How CBN is battling rise in food prices

The Central Bank of Nigeria (CBN) has blamed high cost of food items on logistics challenges and the activities of hoarders.

The Central Bank of Nigeria (CBN) has blamed high cost of food items on logistics challenges and the activities of hoarders.

CBN Governor, Godwin Emefiele, said this at the end of the last Monetary Policy Committee (MPC) meeting in Abuja.

Latest inflation figures rose in December after trending downwards for eight months.

The CBN, he said, sees “logistical problems essentially bordering on transportation and destruction of food produce or perishable items from farm to market”.

As a solution, he said the apex bank was “trying to encourage people who are interested in looking at how to resolve the logistical problems of delivering food from farm to market to come in and take advantage of some of those intervention that we have”.

Another reason for the high cost of food stuff, Emefiele noted, were the activities hoarders, who he said “are here playing their games”.

Hoarders, he said, “buy and hoard, wait for the dry season for prices to go up, so they can take advantage at the detriment of innocent Nigerians”.

Emefiele said: “We started a programme last year where we said for repayment of our loan under the Anchor Borrowers’ Programme, we will receive the produce into our silos and warehouses and we will dispose of them and sell them to the real end-users whether it is to the real rice millers or the feed millers who need them.

“Through that mechanism, we can be seen to be competing with the hoarders in the market to moderate prices.

“It worked well in 2021 because between February and around August 2021, the Central Bank released on a monthly basis 50,000 tons of maize through our silos.”

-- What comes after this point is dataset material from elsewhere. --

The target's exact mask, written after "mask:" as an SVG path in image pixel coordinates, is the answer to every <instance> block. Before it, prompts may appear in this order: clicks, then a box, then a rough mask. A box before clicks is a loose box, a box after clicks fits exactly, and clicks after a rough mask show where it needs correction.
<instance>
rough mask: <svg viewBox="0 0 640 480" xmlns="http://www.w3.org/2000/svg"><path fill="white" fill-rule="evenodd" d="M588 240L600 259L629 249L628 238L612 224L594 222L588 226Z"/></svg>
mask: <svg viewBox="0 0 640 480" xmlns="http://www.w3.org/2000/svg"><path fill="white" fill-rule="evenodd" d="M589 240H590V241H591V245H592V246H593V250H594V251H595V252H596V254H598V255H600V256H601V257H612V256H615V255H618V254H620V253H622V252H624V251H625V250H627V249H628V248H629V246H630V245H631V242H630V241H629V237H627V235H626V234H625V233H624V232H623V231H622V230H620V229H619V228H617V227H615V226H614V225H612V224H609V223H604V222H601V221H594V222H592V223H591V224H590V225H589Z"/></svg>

Another solution he pointed out is that “all excess output aggregated from the financed farmers will be released to the Nigeria Commodity Exchange (NCX) to help moderate the prices of food in the market”.

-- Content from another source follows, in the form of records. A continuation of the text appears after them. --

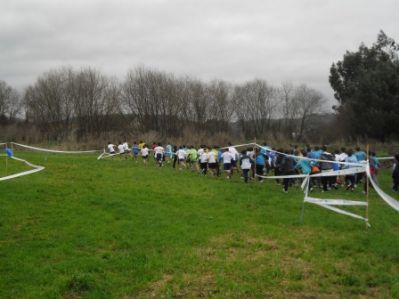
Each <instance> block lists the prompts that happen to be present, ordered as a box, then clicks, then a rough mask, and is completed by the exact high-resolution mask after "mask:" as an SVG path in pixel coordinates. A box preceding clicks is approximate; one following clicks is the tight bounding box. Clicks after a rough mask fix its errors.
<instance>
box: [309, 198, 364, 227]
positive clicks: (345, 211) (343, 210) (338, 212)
mask: <svg viewBox="0 0 399 299" xmlns="http://www.w3.org/2000/svg"><path fill="white" fill-rule="evenodd" d="M314 204H316V205H318V206H320V207H323V208H326V209H328V210H331V211H334V212H336V213H338V214H342V215H346V216H350V217H353V218H357V219H361V220H364V221H366V222H367V223H368V219H367V218H365V217H362V216H360V215H357V214H354V213H351V212H348V211H345V210H341V209H338V208H336V207H333V206H330V205H328V204H322V203H316V202H315V203H314Z"/></svg>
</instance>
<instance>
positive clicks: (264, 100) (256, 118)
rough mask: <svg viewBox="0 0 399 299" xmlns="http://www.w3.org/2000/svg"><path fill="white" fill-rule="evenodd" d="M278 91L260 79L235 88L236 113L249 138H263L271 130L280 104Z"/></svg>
mask: <svg viewBox="0 0 399 299" xmlns="http://www.w3.org/2000/svg"><path fill="white" fill-rule="evenodd" d="M276 91H277V90H276V88H274V87H273V86H271V85H269V84H268V83H267V82H266V81H264V80H259V79H257V80H253V81H250V82H247V83H245V84H244V85H239V86H236V87H235V90H234V96H233V98H234V111H235V113H236V115H237V118H238V120H239V122H240V125H241V127H242V129H243V131H244V133H245V134H246V135H247V136H250V135H252V136H263V135H265V133H266V132H267V131H268V130H270V128H271V120H272V118H273V117H274V116H275V112H276V108H277V104H278V99H277V92H276Z"/></svg>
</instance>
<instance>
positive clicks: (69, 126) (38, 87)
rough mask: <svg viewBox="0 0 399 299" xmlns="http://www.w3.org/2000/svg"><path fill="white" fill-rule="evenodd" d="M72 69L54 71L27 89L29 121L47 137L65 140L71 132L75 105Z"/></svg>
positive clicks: (36, 81) (61, 69)
mask: <svg viewBox="0 0 399 299" xmlns="http://www.w3.org/2000/svg"><path fill="white" fill-rule="evenodd" d="M70 76H71V70H70V69H65V68H64V69H60V70H55V71H50V72H48V73H46V74H44V75H43V76H41V77H39V78H38V80H37V81H36V83H35V84H34V85H33V86H30V87H28V88H27V90H26V92H25V96H24V102H25V107H26V115H27V118H28V119H30V120H33V121H34V122H35V123H36V124H37V125H38V126H39V128H40V130H41V131H42V132H43V133H46V135H47V138H50V139H61V138H63V137H65V136H66V135H67V134H68V133H69V131H70V130H71V125H72V122H71V120H72V117H73V102H72V98H71V95H70V94H69V93H68V80H69V79H70Z"/></svg>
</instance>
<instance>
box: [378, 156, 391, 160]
mask: <svg viewBox="0 0 399 299" xmlns="http://www.w3.org/2000/svg"><path fill="white" fill-rule="evenodd" d="M377 159H378V160H393V159H395V157H377Z"/></svg>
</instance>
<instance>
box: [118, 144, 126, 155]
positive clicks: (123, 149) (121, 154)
mask: <svg viewBox="0 0 399 299" xmlns="http://www.w3.org/2000/svg"><path fill="white" fill-rule="evenodd" d="M118 144H119V145H118V152H119V154H120V155H122V154H124V153H125V148H124V147H123V144H122V143H121V142H119V143H118Z"/></svg>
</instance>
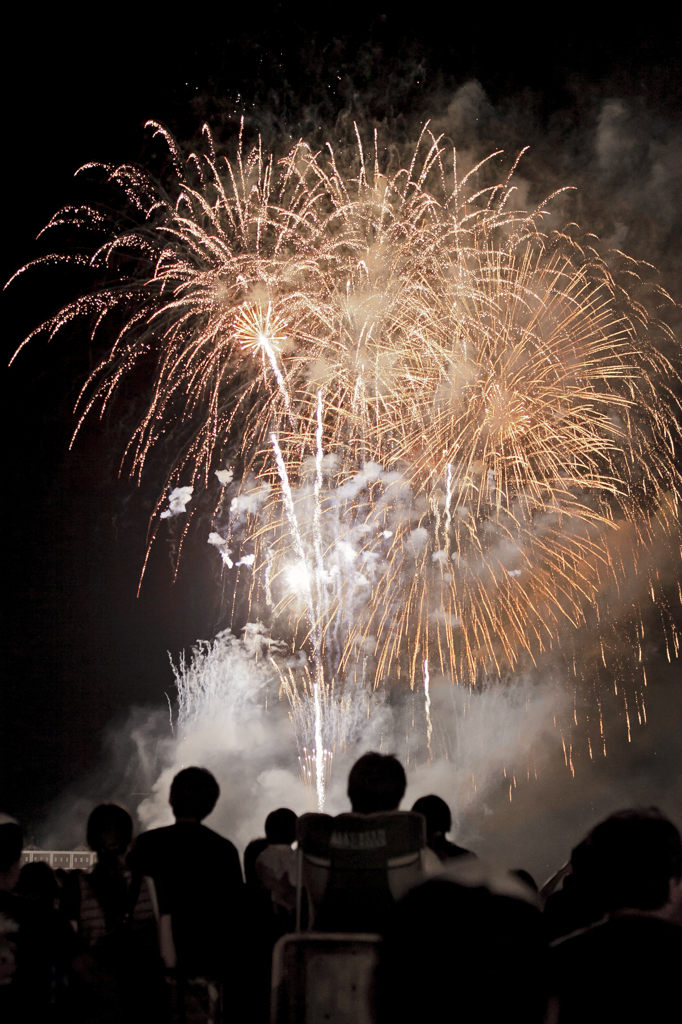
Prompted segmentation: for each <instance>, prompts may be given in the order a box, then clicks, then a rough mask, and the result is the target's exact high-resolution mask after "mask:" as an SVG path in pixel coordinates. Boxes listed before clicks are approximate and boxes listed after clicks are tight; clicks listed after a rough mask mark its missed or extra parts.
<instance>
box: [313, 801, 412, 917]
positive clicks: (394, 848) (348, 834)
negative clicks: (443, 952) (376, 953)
mask: <svg viewBox="0 0 682 1024" xmlns="http://www.w3.org/2000/svg"><path fill="white" fill-rule="evenodd" d="M296 839H297V841H298V880H297V919H296V920H297V929H300V925H301V905H302V896H303V892H305V894H306V897H307V909H308V927H309V928H314V929H315V930H316V931H325V932H380V931H381V928H382V926H383V922H384V919H385V916H386V914H387V912H388V911H389V910H390V908H391V906H392V905H393V903H394V901H395V900H397V899H400V897H401V896H403V895H404V894H406V893H407V892H408V891H409V890H410V889H412V888H413V887H414V886H416V885H419V883H420V882H421V881H423V878H424V870H423V864H422V854H423V851H424V849H425V847H426V826H425V822H424V817H423V816H422V815H421V814H416V813H414V812H413V811H380V812H378V813H376V814H352V813H351V814H339V815H337V817H331V815H329V814H303V815H301V817H300V818H299V819H298V822H297V826H296Z"/></svg>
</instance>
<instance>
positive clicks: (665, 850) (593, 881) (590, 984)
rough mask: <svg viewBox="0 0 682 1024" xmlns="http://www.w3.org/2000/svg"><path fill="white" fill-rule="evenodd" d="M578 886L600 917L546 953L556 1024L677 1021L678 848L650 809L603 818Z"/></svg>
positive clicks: (675, 844)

At the MPC briefing, the CBN governor disclosed that “with the recent assignment of the enaira USSD code by the NCC (Nigerian Communications Commission), Nigerians without a smart phone who represent the majority of the population will soon be able on onboard and carry out transactions using eNaira while dialing code 997”.

To create an eco-system that will thrive, Emefiele said the CBN “is engaging with fintech and other industry players to create a bouquet of product on eNaira platform”.

While transactions on the system have so far mostly revolved around moving money mostly to/and from bank accounts, Emefiele said a test with licensed payment services providers were ongoing to enable payment using eNaira on e-Commerce platforms.

“This will enable small and medium enterprises and other commercial service providers to offer their product and services and accept eNaira as a means of payment and exchange.

“As part of our commitment to meeting our target for financial inclusion, we are also working on a framework that will leverage the existing and new infrastructure to soon extend the services of eNaira to your bank,” Emefiele said.